I mean, sending baby skeletons off to war seems like a bad idea on a couple other levels, anyway. I was assuming it would be many or most adults, not literally everyone.

>The Necroplians are developing weapons of mass destruction and we have to stop them

Isn't retarded to live in a world where you can die exists?

No, but you can always burn them to ashes and lit bonfires.
Station guard to protect the grave or even job that specialize in the related field. You would think that people should at least have that in a world that necromancy exist.

>what is nuclear power
hey everything can be dangerous

In real life, hermeticism held the belief that humanity had the right to summon and control demons for knowledge and magic because God gave us dominion over them just as he gave us dominion over the natural world.

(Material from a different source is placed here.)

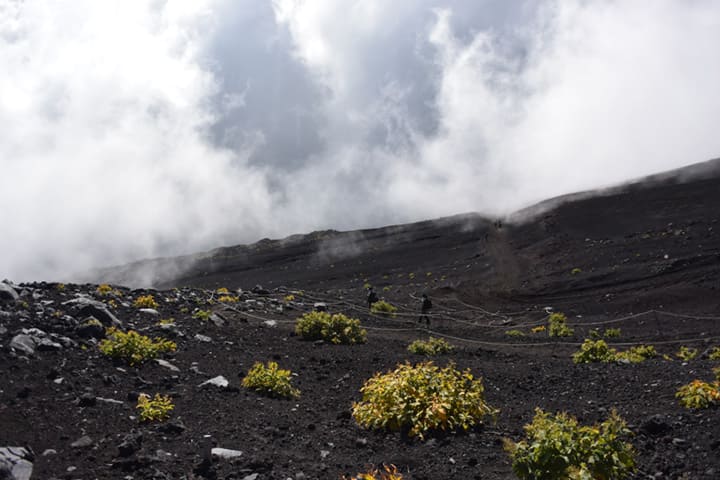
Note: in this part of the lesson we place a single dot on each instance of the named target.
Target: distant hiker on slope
(372, 297)
(425, 308)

Related, it was believed Solomon received a ring that gave him dominion over demons when he asked God for wisdom, and this was the source of the information in the Goetia, also known as the Key of Solomon.

So I mean. Institutional demonology isn't that far-fetched. Even (or especially) in anti-demon "holy" cultures.

> Isn't it retarded to bury your dead in a world where necromancy exists?
Who will do all the dirty work then, though? The living?

I wish Dragon Age was treated better, it had some great shit going for it in it's setting regarding Necromancy

The Chantry does most burials as pyres, to honor Andraste, so Ferelden and Orlais don't have much in the way of Necromancy (Which are Fade spirits possessing corpses). So most of the Undead you fight are either from places where people were brutally murdered with no burial (That castle in Origins) or with places where there were cultures who bury their dead (elf ruins)

But even then, you can get Ash Wraiths, which are spirits possessing ashes of burned corpses, which was used to protect Andrastes ashes' resting place

And then you got the Mortalitasi in Nevarra who believe that when someone dies, their spirit will displace a native Fade spirit, and who practice necromancy by mummifying bodies and pulling wisps to animate the dead to help guard old tombs.

So it's less summoning dead people, and more just summoning the spirits of metaphorical concepts into physical form by providing a body.

I sincerely hate that Bioware went down the shitter, and that Dragon Age had to suffer for it

Don't forget Mass Effect getting shat on as well.

>Necrofags would just make Ashe elementals.
>bury your dead with respect and a shit ton of treasure and loot
>if a necrofag does decide to defile your ancestors grave and make undead (which will happen) you can at least smile knowing the stupid shit is going to die because of murderhobos.